Bonjour @NOVA
Votre inquiétude est parfaitement légitime. En copropriété, un copropriétaire ne peut pas réaliser librement des travaux affectant les parties communes, la structure de l'immeuble ou sa solidité. L'article 9 de la loi du 10 juillet 1965 permet certes à chaque copropriétaire d'user librement de ses parties privatives, mais à la condition de ne porter atteinte ni aux droits des autres copropriétaires, ni à la destination de l'immeuble.
Surtout, les travaux affectant les parties communes ou l'aspect structurel de l'immeuble doivent être autorisés par l'assemblée générale, conformément à l'article 25 b de la loi du 10 juillet 1965. Une cloison présentée comme non porteuse peut, en pratique, participer à la stabilité de l'ouvrage, notamment lorsqu'elle est alignée sur plusieurs niveaux ou comporte des éléments métalliques.

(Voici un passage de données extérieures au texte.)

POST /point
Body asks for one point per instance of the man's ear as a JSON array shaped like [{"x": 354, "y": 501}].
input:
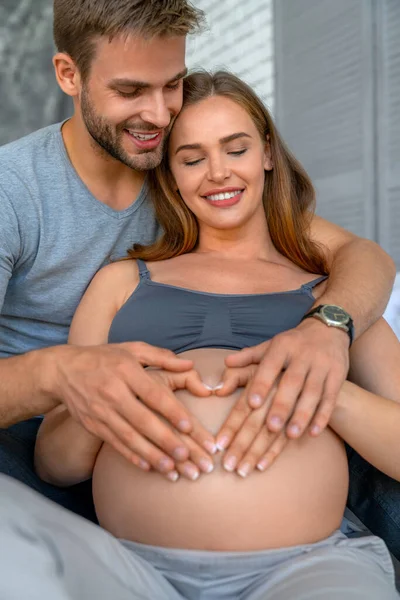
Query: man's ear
[
  {"x": 268, "y": 163},
  {"x": 67, "y": 74}
]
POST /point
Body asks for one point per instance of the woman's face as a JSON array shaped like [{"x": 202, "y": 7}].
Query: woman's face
[{"x": 218, "y": 161}]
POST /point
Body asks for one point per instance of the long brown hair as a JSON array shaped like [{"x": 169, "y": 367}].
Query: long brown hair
[{"x": 288, "y": 198}]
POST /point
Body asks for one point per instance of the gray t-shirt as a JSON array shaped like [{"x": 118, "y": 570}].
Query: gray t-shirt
[{"x": 54, "y": 236}]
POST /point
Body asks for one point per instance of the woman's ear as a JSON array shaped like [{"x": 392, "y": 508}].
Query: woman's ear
[{"x": 268, "y": 163}]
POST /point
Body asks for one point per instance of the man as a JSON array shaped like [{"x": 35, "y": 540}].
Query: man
[{"x": 74, "y": 195}]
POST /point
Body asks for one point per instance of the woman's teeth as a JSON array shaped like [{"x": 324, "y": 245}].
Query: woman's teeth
[
  {"x": 143, "y": 137},
  {"x": 225, "y": 196}
]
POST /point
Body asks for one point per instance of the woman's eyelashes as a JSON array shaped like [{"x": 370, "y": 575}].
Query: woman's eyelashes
[{"x": 192, "y": 163}]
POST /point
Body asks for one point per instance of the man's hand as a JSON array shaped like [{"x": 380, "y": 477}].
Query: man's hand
[
  {"x": 108, "y": 391},
  {"x": 313, "y": 360}
]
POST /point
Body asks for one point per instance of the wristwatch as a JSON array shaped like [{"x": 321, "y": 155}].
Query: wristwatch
[{"x": 333, "y": 316}]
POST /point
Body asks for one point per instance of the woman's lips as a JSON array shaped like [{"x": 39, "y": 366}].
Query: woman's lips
[{"x": 226, "y": 202}]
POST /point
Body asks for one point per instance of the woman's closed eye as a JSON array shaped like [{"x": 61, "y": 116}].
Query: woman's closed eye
[
  {"x": 238, "y": 152},
  {"x": 194, "y": 162}
]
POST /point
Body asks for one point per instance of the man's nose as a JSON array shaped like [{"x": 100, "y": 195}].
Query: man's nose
[{"x": 156, "y": 111}]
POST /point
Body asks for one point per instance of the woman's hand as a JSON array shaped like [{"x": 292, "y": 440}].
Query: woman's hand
[
  {"x": 244, "y": 435},
  {"x": 109, "y": 392},
  {"x": 313, "y": 360},
  {"x": 199, "y": 461}
]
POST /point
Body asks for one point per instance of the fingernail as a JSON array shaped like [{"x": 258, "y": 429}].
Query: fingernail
[
  {"x": 294, "y": 430},
  {"x": 213, "y": 388},
  {"x": 276, "y": 422},
  {"x": 143, "y": 464},
  {"x": 165, "y": 464},
  {"x": 230, "y": 463},
  {"x": 184, "y": 425},
  {"x": 244, "y": 470},
  {"x": 180, "y": 453},
  {"x": 263, "y": 464},
  {"x": 206, "y": 465},
  {"x": 210, "y": 447},
  {"x": 222, "y": 443},
  {"x": 191, "y": 472},
  {"x": 173, "y": 476},
  {"x": 255, "y": 400}
]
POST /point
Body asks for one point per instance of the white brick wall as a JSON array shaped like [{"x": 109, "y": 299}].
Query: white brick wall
[{"x": 239, "y": 38}]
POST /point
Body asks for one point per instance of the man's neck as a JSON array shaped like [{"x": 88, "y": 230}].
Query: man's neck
[{"x": 109, "y": 180}]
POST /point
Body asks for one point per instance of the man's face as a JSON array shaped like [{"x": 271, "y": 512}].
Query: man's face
[{"x": 132, "y": 95}]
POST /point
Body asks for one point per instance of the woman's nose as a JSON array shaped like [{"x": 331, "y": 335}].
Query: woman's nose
[{"x": 218, "y": 170}]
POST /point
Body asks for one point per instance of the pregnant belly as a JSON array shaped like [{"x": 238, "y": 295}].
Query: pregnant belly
[{"x": 299, "y": 499}]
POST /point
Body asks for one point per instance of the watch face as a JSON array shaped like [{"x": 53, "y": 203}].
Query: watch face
[{"x": 335, "y": 314}]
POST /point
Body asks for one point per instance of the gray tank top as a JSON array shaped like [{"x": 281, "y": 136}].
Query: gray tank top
[{"x": 180, "y": 319}]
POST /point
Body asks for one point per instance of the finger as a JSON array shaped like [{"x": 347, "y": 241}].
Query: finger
[
  {"x": 202, "y": 437},
  {"x": 273, "y": 452},
  {"x": 159, "y": 398},
  {"x": 307, "y": 404},
  {"x": 253, "y": 425},
  {"x": 191, "y": 381},
  {"x": 233, "y": 423},
  {"x": 247, "y": 356},
  {"x": 233, "y": 378},
  {"x": 332, "y": 386},
  {"x": 274, "y": 361},
  {"x": 154, "y": 356},
  {"x": 127, "y": 453},
  {"x": 285, "y": 397},
  {"x": 258, "y": 449},
  {"x": 138, "y": 447},
  {"x": 138, "y": 419}
]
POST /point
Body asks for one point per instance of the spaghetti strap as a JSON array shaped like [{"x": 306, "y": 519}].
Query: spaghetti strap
[
  {"x": 144, "y": 273},
  {"x": 311, "y": 284}
]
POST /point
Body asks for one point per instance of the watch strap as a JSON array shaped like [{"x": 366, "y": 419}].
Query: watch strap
[{"x": 347, "y": 327}]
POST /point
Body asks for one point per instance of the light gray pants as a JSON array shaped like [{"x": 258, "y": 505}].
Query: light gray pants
[{"x": 48, "y": 553}]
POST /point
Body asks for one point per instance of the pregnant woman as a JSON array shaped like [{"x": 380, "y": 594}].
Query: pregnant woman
[{"x": 234, "y": 267}]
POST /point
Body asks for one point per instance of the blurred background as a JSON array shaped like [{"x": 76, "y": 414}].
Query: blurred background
[{"x": 329, "y": 71}]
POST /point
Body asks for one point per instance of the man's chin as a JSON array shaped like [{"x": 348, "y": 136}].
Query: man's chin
[{"x": 144, "y": 162}]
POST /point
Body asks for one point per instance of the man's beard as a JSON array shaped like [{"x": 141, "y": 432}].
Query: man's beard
[{"x": 109, "y": 138}]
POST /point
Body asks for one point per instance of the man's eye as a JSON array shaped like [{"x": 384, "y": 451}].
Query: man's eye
[
  {"x": 174, "y": 86},
  {"x": 132, "y": 94}
]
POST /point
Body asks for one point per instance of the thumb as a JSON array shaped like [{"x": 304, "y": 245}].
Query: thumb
[
  {"x": 195, "y": 385},
  {"x": 153, "y": 356},
  {"x": 232, "y": 378},
  {"x": 247, "y": 356}
]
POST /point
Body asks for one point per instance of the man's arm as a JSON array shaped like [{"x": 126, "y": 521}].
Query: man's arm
[
  {"x": 23, "y": 392},
  {"x": 314, "y": 357},
  {"x": 110, "y": 397},
  {"x": 361, "y": 273}
]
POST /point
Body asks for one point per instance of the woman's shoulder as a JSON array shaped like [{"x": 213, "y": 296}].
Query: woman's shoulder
[{"x": 116, "y": 281}]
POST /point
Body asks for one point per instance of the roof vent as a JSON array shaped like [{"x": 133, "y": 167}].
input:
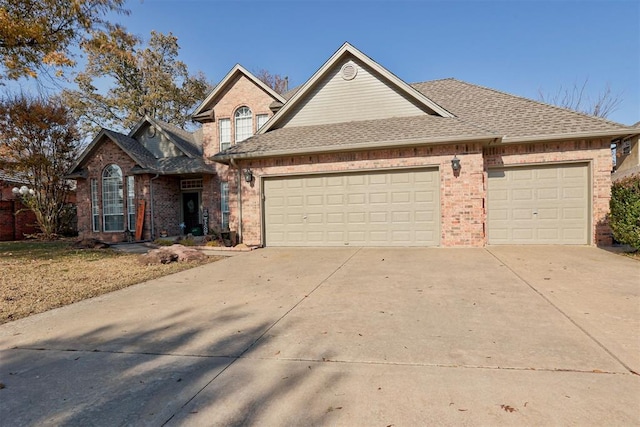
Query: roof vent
[{"x": 349, "y": 71}]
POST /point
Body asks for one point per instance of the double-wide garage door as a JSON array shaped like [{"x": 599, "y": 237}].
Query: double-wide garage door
[
  {"x": 539, "y": 205},
  {"x": 380, "y": 208}
]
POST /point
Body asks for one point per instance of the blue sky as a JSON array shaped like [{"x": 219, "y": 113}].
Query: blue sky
[{"x": 520, "y": 47}]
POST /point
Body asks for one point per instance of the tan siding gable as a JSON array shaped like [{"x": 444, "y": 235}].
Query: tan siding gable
[{"x": 368, "y": 96}]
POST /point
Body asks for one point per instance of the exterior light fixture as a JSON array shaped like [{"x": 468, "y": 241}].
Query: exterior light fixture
[
  {"x": 455, "y": 163},
  {"x": 23, "y": 191},
  {"x": 248, "y": 175}
]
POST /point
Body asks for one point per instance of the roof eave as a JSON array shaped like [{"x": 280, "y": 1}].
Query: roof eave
[
  {"x": 380, "y": 145},
  {"x": 347, "y": 48},
  {"x": 569, "y": 136},
  {"x": 220, "y": 86}
]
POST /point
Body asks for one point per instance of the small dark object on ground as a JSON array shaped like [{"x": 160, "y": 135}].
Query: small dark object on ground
[
  {"x": 173, "y": 253},
  {"x": 90, "y": 244}
]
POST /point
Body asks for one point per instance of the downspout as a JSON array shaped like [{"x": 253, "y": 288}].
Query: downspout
[
  {"x": 235, "y": 165},
  {"x": 153, "y": 230}
]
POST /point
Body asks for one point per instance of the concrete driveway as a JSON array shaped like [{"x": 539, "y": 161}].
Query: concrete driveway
[{"x": 348, "y": 336}]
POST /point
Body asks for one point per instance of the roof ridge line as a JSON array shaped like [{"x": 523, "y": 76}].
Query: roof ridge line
[{"x": 557, "y": 107}]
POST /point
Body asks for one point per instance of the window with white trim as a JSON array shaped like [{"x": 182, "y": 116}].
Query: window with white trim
[
  {"x": 224, "y": 129},
  {"x": 131, "y": 203},
  {"x": 95, "y": 209},
  {"x": 224, "y": 205},
  {"x": 261, "y": 119},
  {"x": 244, "y": 124},
  {"x": 112, "y": 199}
]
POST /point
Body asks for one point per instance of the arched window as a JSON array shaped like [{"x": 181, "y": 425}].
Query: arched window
[
  {"x": 112, "y": 199},
  {"x": 244, "y": 123}
]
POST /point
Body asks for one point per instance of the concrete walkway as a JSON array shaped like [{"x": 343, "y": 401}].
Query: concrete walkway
[{"x": 347, "y": 336}]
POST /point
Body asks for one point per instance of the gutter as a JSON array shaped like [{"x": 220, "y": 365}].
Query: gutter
[
  {"x": 153, "y": 231},
  {"x": 406, "y": 143},
  {"x": 235, "y": 165},
  {"x": 566, "y": 136}
]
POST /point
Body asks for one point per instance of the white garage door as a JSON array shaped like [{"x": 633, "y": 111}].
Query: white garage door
[
  {"x": 389, "y": 208},
  {"x": 538, "y": 205}
]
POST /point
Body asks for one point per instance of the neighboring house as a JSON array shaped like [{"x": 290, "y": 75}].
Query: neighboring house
[
  {"x": 356, "y": 156},
  {"x": 627, "y": 156},
  {"x": 15, "y": 219}
]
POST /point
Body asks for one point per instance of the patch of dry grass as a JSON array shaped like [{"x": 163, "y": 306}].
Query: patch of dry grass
[{"x": 39, "y": 276}]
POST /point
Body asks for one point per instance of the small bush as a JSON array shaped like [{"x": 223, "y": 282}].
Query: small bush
[
  {"x": 188, "y": 241},
  {"x": 625, "y": 211},
  {"x": 163, "y": 242}
]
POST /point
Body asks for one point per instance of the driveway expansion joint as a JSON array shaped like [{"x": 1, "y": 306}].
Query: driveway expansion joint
[
  {"x": 441, "y": 365},
  {"x": 261, "y": 336},
  {"x": 559, "y": 310}
]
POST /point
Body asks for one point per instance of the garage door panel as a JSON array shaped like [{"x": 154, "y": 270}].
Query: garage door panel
[
  {"x": 379, "y": 208},
  {"x": 538, "y": 205}
]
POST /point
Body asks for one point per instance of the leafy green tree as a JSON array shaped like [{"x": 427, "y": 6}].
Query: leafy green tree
[
  {"x": 39, "y": 142},
  {"x": 36, "y": 34},
  {"x": 625, "y": 211},
  {"x": 142, "y": 80}
]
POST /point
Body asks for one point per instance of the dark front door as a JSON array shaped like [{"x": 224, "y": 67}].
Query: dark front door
[{"x": 190, "y": 210}]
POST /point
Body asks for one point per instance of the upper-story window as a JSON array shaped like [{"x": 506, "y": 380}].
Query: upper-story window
[
  {"x": 261, "y": 119},
  {"x": 244, "y": 124},
  {"x": 225, "y": 133}
]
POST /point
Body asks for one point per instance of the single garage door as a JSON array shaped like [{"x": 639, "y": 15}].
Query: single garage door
[
  {"x": 386, "y": 208},
  {"x": 539, "y": 205}
]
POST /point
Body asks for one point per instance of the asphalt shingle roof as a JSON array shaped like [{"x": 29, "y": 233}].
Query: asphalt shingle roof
[
  {"x": 361, "y": 133},
  {"x": 479, "y": 112},
  {"x": 187, "y": 142},
  {"x": 146, "y": 161},
  {"x": 509, "y": 115}
]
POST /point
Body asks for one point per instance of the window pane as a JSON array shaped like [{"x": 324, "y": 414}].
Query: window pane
[
  {"x": 131, "y": 203},
  {"x": 262, "y": 119},
  {"x": 225, "y": 133},
  {"x": 112, "y": 199},
  {"x": 95, "y": 210},
  {"x": 244, "y": 124},
  {"x": 224, "y": 204}
]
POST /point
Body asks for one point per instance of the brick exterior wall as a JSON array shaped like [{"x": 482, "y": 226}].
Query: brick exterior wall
[
  {"x": 596, "y": 152},
  {"x": 16, "y": 221},
  {"x": 106, "y": 153},
  {"x": 239, "y": 92},
  {"x": 166, "y": 192},
  {"x": 462, "y": 195}
]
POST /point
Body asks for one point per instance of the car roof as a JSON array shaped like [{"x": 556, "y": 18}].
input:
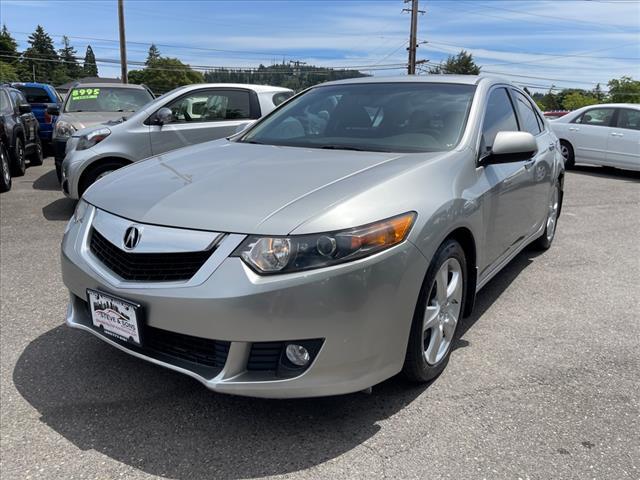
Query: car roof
[
  {"x": 256, "y": 88},
  {"x": 454, "y": 79}
]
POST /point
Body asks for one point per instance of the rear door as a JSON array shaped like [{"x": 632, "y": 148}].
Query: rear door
[
  {"x": 590, "y": 134},
  {"x": 203, "y": 115},
  {"x": 623, "y": 146}
]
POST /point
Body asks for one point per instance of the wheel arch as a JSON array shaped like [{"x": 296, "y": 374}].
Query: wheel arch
[{"x": 467, "y": 241}]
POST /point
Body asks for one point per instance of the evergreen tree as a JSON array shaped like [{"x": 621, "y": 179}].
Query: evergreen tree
[
  {"x": 154, "y": 55},
  {"x": 41, "y": 57},
  {"x": 69, "y": 55},
  {"x": 462, "y": 64},
  {"x": 90, "y": 69},
  {"x": 8, "y": 47}
]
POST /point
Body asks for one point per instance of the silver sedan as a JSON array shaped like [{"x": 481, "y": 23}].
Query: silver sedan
[{"x": 337, "y": 242}]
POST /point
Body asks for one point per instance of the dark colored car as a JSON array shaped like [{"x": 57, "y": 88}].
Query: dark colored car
[
  {"x": 22, "y": 130},
  {"x": 41, "y": 96}
]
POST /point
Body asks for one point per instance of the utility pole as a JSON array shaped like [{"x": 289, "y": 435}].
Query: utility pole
[
  {"x": 123, "y": 43},
  {"x": 413, "y": 35}
]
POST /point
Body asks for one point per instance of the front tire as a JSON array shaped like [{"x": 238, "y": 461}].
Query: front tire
[
  {"x": 438, "y": 314},
  {"x": 5, "y": 170},
  {"x": 18, "y": 165},
  {"x": 35, "y": 158}
]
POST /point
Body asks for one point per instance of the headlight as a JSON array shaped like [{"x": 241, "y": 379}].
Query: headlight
[
  {"x": 78, "y": 215},
  {"x": 92, "y": 138},
  {"x": 269, "y": 255},
  {"x": 64, "y": 129}
]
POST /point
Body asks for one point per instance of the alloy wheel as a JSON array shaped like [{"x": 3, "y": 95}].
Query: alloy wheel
[{"x": 443, "y": 311}]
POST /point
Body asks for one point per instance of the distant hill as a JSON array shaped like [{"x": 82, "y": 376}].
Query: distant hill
[{"x": 282, "y": 75}]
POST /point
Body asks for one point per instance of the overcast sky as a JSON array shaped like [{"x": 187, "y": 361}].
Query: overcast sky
[{"x": 566, "y": 43}]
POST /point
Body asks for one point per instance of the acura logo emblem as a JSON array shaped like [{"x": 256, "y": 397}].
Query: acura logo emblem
[{"x": 132, "y": 237}]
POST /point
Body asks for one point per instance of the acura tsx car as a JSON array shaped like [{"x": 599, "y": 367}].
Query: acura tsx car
[{"x": 337, "y": 242}]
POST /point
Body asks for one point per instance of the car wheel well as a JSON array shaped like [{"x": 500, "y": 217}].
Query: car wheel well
[
  {"x": 466, "y": 240},
  {"x": 97, "y": 164}
]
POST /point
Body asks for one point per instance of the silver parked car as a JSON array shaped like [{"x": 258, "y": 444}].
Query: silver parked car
[
  {"x": 607, "y": 134},
  {"x": 89, "y": 104},
  {"x": 185, "y": 116},
  {"x": 335, "y": 243}
]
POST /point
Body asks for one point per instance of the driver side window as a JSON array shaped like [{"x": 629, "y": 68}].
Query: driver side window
[
  {"x": 211, "y": 106},
  {"x": 499, "y": 117}
]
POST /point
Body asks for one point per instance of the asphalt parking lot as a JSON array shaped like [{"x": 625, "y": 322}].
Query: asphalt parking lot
[{"x": 543, "y": 383}]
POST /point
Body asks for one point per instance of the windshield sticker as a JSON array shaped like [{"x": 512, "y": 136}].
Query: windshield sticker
[{"x": 85, "y": 94}]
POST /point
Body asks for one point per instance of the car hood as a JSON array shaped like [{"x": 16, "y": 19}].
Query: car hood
[
  {"x": 243, "y": 188},
  {"x": 82, "y": 120}
]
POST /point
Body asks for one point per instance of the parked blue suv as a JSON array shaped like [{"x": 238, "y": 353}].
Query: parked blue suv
[{"x": 40, "y": 96}]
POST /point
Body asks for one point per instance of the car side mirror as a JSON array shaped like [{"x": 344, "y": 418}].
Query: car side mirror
[
  {"x": 53, "y": 110},
  {"x": 164, "y": 115},
  {"x": 511, "y": 147}
]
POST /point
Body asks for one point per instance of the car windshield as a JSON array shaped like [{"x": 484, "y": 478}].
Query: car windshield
[
  {"x": 388, "y": 117},
  {"x": 106, "y": 99}
]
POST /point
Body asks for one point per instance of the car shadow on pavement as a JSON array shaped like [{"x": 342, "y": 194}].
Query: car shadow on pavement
[
  {"x": 47, "y": 181},
  {"x": 59, "y": 210},
  {"x": 167, "y": 424},
  {"x": 607, "y": 172}
]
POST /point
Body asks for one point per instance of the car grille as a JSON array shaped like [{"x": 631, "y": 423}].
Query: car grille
[
  {"x": 149, "y": 267},
  {"x": 202, "y": 351},
  {"x": 265, "y": 356}
]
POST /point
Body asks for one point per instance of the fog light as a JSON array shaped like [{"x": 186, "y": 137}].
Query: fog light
[{"x": 297, "y": 354}]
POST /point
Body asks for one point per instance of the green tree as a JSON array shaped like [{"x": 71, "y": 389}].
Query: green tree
[
  {"x": 8, "y": 47},
  {"x": 624, "y": 90},
  {"x": 165, "y": 74},
  {"x": 8, "y": 72},
  {"x": 69, "y": 55},
  {"x": 462, "y": 64},
  {"x": 40, "y": 59},
  {"x": 89, "y": 68},
  {"x": 153, "y": 55},
  {"x": 575, "y": 100}
]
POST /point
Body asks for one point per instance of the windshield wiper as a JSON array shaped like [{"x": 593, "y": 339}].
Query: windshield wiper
[{"x": 343, "y": 147}]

Il ne faut pas raisonner seulement en termes de « cloison porteuse » ou « non porteuse ». Ce qui compte est l'incidence réelle des travaux sur la structure, le plancher, les descentes de charges et la stabilité générale de l'immeuble. Le fait que votre plancher serait descendu, que des pentes apparaissent, que des déformations soient visibles et que l'immeuble ait tremblé constitue un faisceau d'indices sérieux.
La zone sismique 4 renforce encore la nécessité d'une analyse technique prudente. Aucun avis sérieux ne peut être donné sans étude structurelle complète, mais les éléments que vous décrivez justifient à tout le moins une expertise rapide et contradictoire.
3 Conseils applicables
Adressez immédiatement au syndic une mise en demeure d'intervenir, en lui demandant de solliciter les justificatifs de travaux, l'assurance de l'entreprise, les plans, l'éventuelle autorisation d'assemblée générale et l'avis d'un bureau d'étude structure. Le syndic doit agir pour la conservation de l'immeuble.
Faites également établir un constat de commissaire de justice et conservez le rapport de votre expert. Il peut être utile de faire intervenir un ingénieur structure indépendant afin d'objectiver les désordres : affaissement, fissures, pentes, déformations, risques éventuels.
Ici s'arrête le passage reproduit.